9 Kokopelli and his teachings

Native American Kokopelli - The God of Fertility

To have a better understand of Kokopelli’s teachings, there is a need to examine our own ideas of union with the divine. On approaching our life with confidence, we let go the skepticism and open space for our minds to become a fertile ground for evolution. The growth cycle allows us to hear the music of its own magic. Every creature living on Earth is magical. Each of us represents a unique creation of the Great Mystery. The moment we take on this Magic, we find our personal Healing Power. The healing power manifests itself through the correct use of our own gifts, talents, and abilities.

10 Mythology behind the curtain

Native American mythology tells that two ancient people-insects were injured when an eagle fired its arrows. They healed by playing their flutes and received the heat. These bugs resemble Kokopelli and his wife Kokopelli-mana.

11 Symbolism of flute

The flute is a symbol of powerful healing. Kokopelli is a divine minstrel. He wanders among the pueblos that play his flute. It is known to dispel sadness of people with their powerful tones. It is also capable of softening the rough and long winter bringing the heat.

12 What was the hunchback for?

The Hopi Indians believe that the hunchback is actually a bag of seeds. This bag contains seeds from all plants of the world. It goes from village to village and plays its melodious tones. Along with the tones, it disperses the seeds on the earth, thus bringing a new life to the world.

People also say that the hunchback was really a basket where it carried our problems and pushed them away. He has the wisdom of the ages. He was a cheerful traveler who has lessons for everything. The greatest lesson is that “we should not see life so seriously.”

Couples who could not have children often prayed to this deity for parenthood. It is regarded as the native divinity of fertility, growth, and communication.

13 What powers did the flute possess?

Native American Kokopelli - The God of Fertility

Legend has it that his flute could cast his power over animals and over land.
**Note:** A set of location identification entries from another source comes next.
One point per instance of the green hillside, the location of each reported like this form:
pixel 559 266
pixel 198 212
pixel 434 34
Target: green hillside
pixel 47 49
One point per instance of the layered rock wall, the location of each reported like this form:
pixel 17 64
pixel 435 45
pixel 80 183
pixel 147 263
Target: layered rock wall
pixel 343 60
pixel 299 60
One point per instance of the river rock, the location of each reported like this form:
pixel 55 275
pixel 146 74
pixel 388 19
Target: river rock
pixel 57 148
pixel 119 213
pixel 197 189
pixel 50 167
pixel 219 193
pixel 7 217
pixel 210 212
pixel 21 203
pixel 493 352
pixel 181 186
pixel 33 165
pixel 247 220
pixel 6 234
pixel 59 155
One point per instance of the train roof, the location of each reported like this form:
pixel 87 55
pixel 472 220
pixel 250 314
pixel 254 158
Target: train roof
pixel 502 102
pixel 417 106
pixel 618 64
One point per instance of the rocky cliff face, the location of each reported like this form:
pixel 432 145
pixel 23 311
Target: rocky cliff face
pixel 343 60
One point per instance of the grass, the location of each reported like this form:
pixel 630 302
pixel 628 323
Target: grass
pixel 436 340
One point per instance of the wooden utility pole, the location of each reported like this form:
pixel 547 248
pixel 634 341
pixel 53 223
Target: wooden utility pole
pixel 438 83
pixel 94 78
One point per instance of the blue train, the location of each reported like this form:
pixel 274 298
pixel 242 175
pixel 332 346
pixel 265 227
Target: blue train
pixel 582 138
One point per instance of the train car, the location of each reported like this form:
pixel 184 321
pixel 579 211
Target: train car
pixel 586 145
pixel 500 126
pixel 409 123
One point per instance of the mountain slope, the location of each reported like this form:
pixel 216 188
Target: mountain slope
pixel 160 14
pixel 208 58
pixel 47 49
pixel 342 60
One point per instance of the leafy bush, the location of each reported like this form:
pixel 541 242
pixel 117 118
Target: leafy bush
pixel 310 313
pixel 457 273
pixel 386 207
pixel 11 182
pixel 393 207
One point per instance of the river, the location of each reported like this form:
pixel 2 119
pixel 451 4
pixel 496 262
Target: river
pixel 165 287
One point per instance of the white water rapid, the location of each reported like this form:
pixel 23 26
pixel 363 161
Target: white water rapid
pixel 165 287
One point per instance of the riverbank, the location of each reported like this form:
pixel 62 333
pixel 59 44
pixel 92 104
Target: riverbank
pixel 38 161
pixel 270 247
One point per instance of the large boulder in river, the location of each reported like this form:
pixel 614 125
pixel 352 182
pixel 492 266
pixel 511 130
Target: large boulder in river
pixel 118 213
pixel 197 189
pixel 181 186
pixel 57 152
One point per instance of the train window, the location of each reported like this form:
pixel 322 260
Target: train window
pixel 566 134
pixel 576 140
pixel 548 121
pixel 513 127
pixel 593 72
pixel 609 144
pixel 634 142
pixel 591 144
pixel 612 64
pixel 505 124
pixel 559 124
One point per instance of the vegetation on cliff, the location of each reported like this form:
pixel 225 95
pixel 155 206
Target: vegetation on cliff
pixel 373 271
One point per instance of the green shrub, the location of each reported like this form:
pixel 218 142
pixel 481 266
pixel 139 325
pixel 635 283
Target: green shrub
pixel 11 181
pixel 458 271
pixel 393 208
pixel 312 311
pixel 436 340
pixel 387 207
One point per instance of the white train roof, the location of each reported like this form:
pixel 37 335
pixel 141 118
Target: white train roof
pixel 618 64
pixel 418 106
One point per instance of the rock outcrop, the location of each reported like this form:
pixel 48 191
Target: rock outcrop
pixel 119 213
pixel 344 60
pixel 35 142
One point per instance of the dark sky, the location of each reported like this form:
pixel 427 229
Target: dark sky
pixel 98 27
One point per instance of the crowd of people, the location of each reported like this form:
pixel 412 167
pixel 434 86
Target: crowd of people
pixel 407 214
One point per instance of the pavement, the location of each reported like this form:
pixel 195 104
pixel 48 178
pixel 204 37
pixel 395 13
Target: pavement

14 What does the phallus symbolize?

Kokopelli’s phallus symbolizes the fertile seeds of human reproduction. It usually projects upwards from the lower body and is sometimes represented only as a single line or arrow.

15 In the words of Jamie Sams

The famous author and spirituality practitioner Jamie Sams, told about Kokopelli in the Letters of the Sacred Way:

“Kokopelli was a spirited Toltec who came to Aztlan with the heart of Mexico. Aztlan was the place where the powerful Aztec nation originated before it built its capital in the middle of a lake, on an island known today as the Cida of Mexico.

We can find fertility in our lives through sincere searching, allowing our personal magic to express itself creatively and letting it flow through our Being, rather than blocking it.

Kokopelli lives playing his flute and weaving the magic of his songs, making us remember that magic is simply a personal change in our level of consciousness. If we want to plant seeds that fall into fertile ground, we must transform our view of the world, allowing our talents to express themselves more continuously.”